About a year ago I wrote a post looking at Google BigQuery which finished on a bum note when I ran into a limitation with the size of tables that could be used in a join. Recently I found out that that particular limitation had been lifted with the introduction of the new JOIN EACH operator, and since my account was still active and the data was still uploaded, I thought I’d see if my query could be made to run.

Just as a bit of background (if you can’t be bothered to read my previous post): the query runs on a sample data set originally created by Vertica (see here) that consists of a 1.2GB csv file with two integer columns and 86,220,856 rows. The rows represent the edges in a social network, and the aim of the query is to find the number of triangles – the number of cases where person A is connected to person B, B is connected to C and A is also connected to C. The query joins this large table to itself not once, but twice.
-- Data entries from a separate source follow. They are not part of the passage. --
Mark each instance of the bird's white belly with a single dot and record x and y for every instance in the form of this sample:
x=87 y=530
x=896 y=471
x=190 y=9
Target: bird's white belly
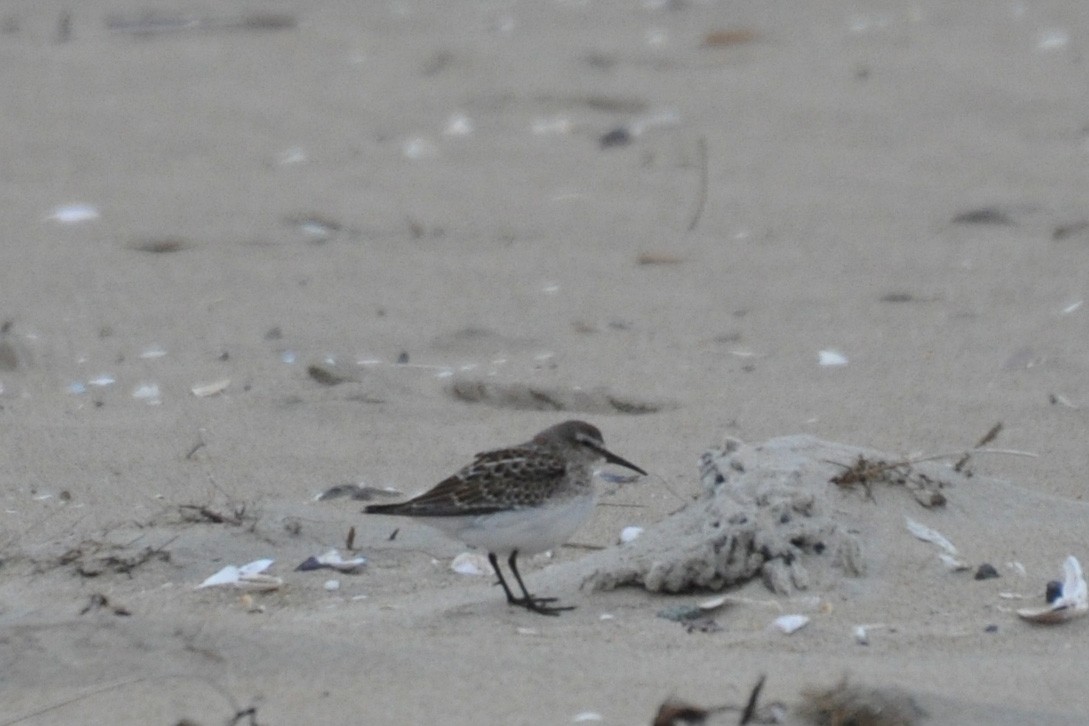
x=529 y=530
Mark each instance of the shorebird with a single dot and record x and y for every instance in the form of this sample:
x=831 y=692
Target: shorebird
x=521 y=500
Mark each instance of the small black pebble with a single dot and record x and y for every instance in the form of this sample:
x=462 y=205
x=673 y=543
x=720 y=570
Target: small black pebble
x=618 y=136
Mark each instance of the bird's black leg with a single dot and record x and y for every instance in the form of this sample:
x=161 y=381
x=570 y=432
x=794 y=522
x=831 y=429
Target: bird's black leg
x=494 y=565
x=535 y=604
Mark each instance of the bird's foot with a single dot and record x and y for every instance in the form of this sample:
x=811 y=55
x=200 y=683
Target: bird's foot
x=540 y=605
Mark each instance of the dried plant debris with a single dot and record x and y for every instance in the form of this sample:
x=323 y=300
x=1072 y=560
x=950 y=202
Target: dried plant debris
x=98 y=601
x=1066 y=600
x=93 y=558
x=962 y=464
x=673 y=712
x=160 y=245
x=12 y=355
x=327 y=376
x=867 y=472
x=332 y=560
x=846 y=704
x=983 y=216
x=525 y=396
x=148 y=23
x=205 y=514
x=727 y=37
x=762 y=516
x=1071 y=230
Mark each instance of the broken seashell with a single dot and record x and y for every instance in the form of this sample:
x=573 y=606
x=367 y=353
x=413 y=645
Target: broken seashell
x=790 y=624
x=1072 y=600
x=247 y=577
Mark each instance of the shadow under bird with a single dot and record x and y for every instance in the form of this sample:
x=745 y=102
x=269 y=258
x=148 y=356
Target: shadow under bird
x=521 y=500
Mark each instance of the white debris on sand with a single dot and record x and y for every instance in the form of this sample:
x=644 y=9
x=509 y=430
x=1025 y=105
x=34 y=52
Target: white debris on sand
x=770 y=512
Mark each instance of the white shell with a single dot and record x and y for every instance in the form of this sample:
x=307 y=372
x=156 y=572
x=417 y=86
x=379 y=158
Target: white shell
x=74 y=213
x=247 y=577
x=1073 y=603
x=470 y=563
x=790 y=624
x=832 y=358
x=205 y=390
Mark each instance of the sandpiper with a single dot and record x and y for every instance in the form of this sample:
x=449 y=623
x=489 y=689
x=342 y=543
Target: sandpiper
x=522 y=500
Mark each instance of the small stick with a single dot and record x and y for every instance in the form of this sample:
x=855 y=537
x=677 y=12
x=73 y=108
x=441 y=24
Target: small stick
x=701 y=199
x=749 y=711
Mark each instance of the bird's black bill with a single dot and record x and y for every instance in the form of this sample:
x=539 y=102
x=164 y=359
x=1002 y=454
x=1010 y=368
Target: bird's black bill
x=612 y=458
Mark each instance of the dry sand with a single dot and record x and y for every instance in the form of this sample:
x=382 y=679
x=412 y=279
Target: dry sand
x=310 y=199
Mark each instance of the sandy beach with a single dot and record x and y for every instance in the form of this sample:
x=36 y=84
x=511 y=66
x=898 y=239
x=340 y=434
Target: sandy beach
x=257 y=250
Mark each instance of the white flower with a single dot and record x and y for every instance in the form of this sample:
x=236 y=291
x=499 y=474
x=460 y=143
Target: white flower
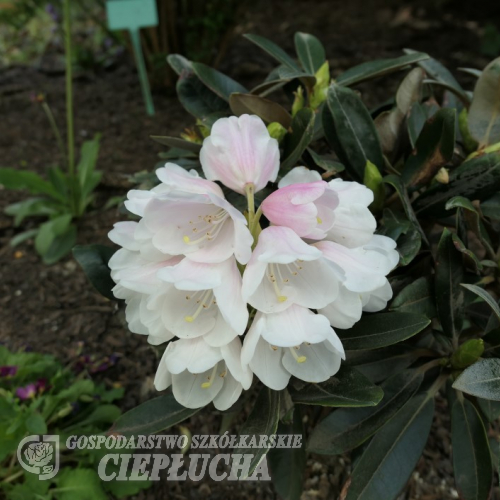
x=293 y=342
x=201 y=299
x=284 y=270
x=134 y=268
x=239 y=152
x=192 y=218
x=364 y=284
x=353 y=223
x=200 y=373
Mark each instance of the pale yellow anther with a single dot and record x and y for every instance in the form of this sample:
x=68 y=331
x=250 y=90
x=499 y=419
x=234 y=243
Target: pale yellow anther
x=299 y=359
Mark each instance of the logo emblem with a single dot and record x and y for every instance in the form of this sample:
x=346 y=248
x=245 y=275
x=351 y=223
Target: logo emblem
x=39 y=455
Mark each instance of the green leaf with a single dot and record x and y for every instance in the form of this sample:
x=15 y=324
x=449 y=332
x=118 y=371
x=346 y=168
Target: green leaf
x=79 y=484
x=416 y=121
x=485 y=296
x=310 y=51
x=373 y=180
x=297 y=141
x=434 y=149
x=176 y=142
x=471 y=452
x=273 y=50
x=262 y=421
x=87 y=163
x=380 y=364
x=417 y=297
x=475 y=179
x=346 y=429
x=94 y=261
x=35 y=424
x=382 y=329
x=11 y=178
x=22 y=237
x=389 y=459
x=449 y=294
x=484 y=112
x=347 y=388
x=152 y=416
x=482 y=379
x=491 y=409
x=197 y=99
x=439 y=73
x=288 y=465
x=217 y=82
x=332 y=166
x=179 y=63
x=381 y=67
x=268 y=110
x=350 y=131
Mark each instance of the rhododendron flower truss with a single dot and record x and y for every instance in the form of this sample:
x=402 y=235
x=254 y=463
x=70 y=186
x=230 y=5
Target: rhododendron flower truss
x=240 y=152
x=200 y=373
x=294 y=342
x=195 y=273
x=284 y=270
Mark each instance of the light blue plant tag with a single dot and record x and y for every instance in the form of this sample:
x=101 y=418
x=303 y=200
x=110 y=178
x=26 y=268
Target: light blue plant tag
x=132 y=15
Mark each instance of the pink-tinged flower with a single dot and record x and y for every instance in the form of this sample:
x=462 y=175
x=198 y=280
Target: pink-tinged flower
x=364 y=269
x=353 y=223
x=8 y=371
x=200 y=373
x=133 y=269
x=284 y=270
x=202 y=299
x=194 y=219
x=27 y=392
x=299 y=175
x=306 y=208
x=240 y=151
x=312 y=352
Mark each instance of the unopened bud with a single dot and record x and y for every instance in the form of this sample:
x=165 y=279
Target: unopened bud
x=276 y=131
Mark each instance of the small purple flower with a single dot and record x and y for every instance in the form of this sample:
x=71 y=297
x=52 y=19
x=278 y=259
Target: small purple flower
x=8 y=371
x=27 y=392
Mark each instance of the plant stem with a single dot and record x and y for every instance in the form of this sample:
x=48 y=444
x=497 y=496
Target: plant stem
x=250 y=191
x=55 y=130
x=69 y=101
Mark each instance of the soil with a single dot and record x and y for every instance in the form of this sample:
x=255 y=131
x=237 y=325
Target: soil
x=53 y=309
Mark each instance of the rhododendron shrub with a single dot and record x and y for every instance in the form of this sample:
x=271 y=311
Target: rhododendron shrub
x=326 y=255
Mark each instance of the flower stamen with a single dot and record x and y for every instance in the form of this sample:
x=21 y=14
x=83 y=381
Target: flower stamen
x=204 y=303
x=299 y=359
x=272 y=279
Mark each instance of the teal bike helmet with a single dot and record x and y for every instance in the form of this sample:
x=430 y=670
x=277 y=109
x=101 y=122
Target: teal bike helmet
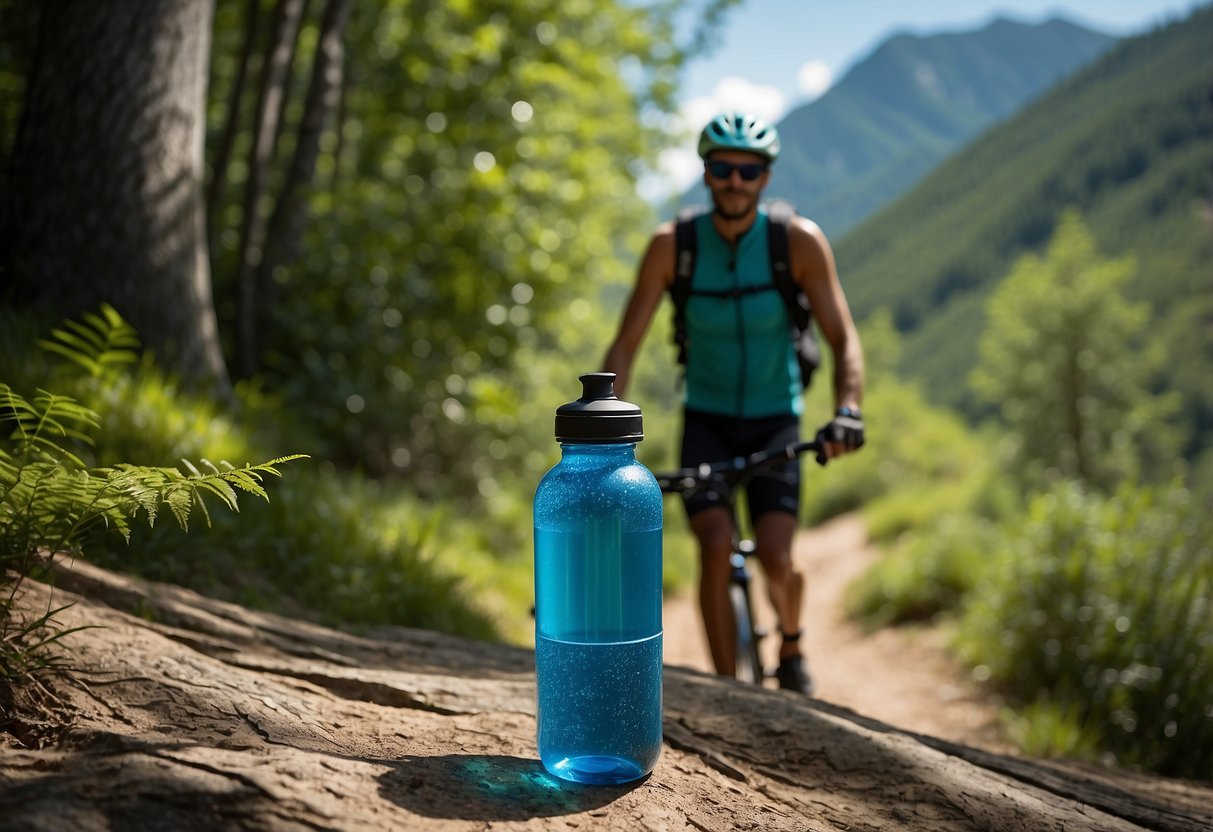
x=739 y=131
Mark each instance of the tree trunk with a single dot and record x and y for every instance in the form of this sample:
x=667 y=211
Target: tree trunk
x=275 y=78
x=290 y=208
x=107 y=174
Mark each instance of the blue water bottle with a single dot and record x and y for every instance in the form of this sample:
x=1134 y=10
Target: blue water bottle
x=598 y=594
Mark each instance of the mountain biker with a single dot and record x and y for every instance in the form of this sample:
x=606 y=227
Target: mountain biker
x=742 y=389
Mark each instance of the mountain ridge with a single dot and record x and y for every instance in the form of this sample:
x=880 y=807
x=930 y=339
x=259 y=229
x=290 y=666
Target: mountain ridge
x=910 y=103
x=1127 y=141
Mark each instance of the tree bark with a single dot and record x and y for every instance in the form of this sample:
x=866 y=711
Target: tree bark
x=106 y=198
x=323 y=96
x=271 y=102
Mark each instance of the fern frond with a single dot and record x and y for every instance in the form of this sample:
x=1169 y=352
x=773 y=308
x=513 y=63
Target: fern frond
x=97 y=343
x=220 y=488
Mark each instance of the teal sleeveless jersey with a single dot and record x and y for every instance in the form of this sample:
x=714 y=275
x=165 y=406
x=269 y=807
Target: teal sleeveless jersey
x=740 y=358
Anyway, to cut a long story short the query did work this time. Here’s the new version, rewritten to use JOIN EACH:

select count(*)
from
(select
e2.Source as e2Source, e2.Destination as e2Destination,
e3.Source as e3Source, e3.Destination as e3Destination
from
(select * from [Edges.EdgesFull]) as e2
join each
(select * from [Edges.EdgesFull]) as e3
on e2.destination = e3.source
where e2.source < e3.source) as e4
join each
(select * from [Edges.EdgesFull]) as e1
on e1.destination = e4.e2source
and e4.e3destination = e1.source
where e1.source < e4.e2source

Here’s the evidence:

image

It took 98.7 seconds to run, which I think is pretty good. Some remarks:

  • I’m not 100% sure this is the correct result, but I’m fairly confident.
  • I’m a long way from being 100% sure this is the most efficient way to write the query.
  • When the original Vertica blog post came out it sparked a p*ssing contest between vendors who wanted to to show they could do better than Vertica. You can see an example of other people’s results here; clearly other platforms could do a lot better, and remember these results are two years old.
  • Obviously you can’t judge the performance of a database on one query.

That’s all. My mind is now at rest, and I’ll go back to being a Microsoft fanboy tomorrow.